Luckily, Stuart still loves dance and wowed us at his recital in May. He loved his hip hop class this summer and added all sorts of funky moves to his white boy repertoire, but when fall dance classes started, opted to stick with jazz, tap, and ballet. He recently informed me that he wants to learn French in high school. When I asked him why, he said, “I think it will really help me with my ballet.”
Because everyone knows that the best ballet dancers can properly pronounce “battement tendu.”
So here’s to many more years of dance (or soccer, but please not football . . .) and choosing boy (or girl) toys, painting fingernails (or not), and wearing lipgloss (or not).
Love this post.
I love Stuart’s character, and I love the ‘r’ – less reported speech!
Good for you, Heather.
Love his courage and independence, hate that society seems to finally be getting to him to turn him into something acceptable to their biases.
Heather, kudos to you and to Stuart, =) Maybe he’ll become and Emo teenager and start painting his nails again.
Love this Heather.
Heather, you are the mother I hope to be one day.
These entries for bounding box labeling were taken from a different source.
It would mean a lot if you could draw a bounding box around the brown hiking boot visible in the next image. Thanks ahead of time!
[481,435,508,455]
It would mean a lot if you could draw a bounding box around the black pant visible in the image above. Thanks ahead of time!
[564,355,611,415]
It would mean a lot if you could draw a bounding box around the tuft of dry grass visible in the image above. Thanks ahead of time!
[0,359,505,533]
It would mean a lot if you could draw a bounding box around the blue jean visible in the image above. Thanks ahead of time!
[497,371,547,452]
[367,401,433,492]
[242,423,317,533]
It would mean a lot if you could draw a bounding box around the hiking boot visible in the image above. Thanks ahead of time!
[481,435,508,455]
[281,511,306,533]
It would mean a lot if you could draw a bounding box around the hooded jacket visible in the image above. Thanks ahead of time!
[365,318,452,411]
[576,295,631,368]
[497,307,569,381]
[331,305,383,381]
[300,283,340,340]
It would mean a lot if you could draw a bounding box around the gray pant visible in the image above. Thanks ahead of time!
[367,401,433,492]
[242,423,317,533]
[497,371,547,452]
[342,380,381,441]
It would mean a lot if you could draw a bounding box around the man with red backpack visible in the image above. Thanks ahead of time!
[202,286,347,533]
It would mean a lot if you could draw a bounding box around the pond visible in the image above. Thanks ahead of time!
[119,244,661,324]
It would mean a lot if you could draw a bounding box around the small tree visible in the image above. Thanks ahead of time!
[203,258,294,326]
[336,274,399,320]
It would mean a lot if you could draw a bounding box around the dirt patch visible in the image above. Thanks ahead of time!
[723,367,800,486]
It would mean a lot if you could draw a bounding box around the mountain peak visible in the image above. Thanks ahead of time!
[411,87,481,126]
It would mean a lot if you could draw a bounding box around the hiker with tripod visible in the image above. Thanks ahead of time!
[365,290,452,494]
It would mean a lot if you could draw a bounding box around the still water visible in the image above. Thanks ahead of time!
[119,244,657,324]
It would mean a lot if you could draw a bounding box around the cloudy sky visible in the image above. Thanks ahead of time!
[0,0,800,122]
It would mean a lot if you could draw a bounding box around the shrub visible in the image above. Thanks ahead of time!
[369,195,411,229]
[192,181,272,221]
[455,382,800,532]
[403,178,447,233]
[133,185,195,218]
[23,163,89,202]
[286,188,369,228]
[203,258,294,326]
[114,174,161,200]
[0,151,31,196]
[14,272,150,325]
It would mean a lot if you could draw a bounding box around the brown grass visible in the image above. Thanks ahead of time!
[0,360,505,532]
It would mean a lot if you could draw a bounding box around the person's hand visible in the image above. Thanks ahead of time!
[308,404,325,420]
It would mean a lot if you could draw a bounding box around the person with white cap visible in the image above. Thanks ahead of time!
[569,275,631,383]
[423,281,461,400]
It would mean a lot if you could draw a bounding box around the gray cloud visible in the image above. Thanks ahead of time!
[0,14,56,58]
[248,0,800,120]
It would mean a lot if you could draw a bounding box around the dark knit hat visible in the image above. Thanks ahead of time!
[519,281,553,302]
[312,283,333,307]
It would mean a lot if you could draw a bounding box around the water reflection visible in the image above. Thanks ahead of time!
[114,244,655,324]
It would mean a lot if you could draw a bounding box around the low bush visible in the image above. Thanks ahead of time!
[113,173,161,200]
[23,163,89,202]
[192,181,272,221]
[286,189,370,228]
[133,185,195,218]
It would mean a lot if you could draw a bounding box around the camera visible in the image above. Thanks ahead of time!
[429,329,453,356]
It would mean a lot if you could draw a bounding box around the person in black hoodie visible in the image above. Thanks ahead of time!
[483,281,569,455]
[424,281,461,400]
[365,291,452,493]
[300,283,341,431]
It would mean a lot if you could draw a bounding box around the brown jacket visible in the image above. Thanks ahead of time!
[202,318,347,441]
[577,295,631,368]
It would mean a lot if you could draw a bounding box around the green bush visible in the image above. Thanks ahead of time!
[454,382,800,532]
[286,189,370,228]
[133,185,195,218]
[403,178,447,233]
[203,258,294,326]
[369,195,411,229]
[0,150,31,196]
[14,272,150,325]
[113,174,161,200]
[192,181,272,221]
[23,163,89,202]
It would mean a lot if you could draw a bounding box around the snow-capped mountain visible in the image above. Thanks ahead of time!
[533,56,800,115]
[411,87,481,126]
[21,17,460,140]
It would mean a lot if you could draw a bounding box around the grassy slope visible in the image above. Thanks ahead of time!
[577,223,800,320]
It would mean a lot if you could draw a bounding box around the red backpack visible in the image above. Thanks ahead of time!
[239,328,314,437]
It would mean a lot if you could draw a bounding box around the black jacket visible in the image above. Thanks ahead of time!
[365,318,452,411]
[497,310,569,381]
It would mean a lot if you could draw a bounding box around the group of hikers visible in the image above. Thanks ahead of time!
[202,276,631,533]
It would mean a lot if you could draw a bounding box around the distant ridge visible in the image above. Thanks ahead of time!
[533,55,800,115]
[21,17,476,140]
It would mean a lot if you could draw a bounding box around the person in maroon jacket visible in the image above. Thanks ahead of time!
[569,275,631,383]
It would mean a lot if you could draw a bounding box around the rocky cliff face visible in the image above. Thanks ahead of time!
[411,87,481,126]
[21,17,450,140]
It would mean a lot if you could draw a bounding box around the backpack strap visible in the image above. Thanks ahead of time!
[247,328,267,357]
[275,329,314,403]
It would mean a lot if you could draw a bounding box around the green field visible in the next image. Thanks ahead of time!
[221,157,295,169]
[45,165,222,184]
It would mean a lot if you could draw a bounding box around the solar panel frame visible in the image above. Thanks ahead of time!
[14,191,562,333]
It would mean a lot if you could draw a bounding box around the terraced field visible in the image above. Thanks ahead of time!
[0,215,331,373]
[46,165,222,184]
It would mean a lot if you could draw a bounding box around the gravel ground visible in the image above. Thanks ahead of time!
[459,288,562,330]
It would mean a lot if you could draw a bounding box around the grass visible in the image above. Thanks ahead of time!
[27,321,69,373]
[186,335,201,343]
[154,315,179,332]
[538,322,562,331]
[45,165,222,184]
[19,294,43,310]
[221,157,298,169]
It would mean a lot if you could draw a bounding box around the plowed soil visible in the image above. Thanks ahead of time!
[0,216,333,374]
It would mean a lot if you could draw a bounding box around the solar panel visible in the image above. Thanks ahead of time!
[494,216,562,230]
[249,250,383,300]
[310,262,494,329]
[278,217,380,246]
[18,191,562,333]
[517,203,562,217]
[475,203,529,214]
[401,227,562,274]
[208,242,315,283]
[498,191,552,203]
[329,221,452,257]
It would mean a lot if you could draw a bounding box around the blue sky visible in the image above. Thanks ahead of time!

What a shining example of unconditional love you are! Thanks for sharing Stuart with us. I want to meet him and give him a big fat hug.
Ok i am against the pink fur but i am against that for everyone boys and girls. And if he can pull off the sparkly pink belt more power to him.
Ed, you’re against it because it’s pink or because it’s fur? This was definitely faux fur. Ha ha!
I love this, Heather. Thank you for sharing it, and for being just the right mom for a boy like Stuart. <3
I loved this post. Thank you for sharing. I’ve often worried about how to “raise a boy” or “raise a girl” in this very confusing world. Your post reminds me that what I want more than anything is to raise a person. A person who isn’t afraid to express themselves and is confident enough to let others do the same.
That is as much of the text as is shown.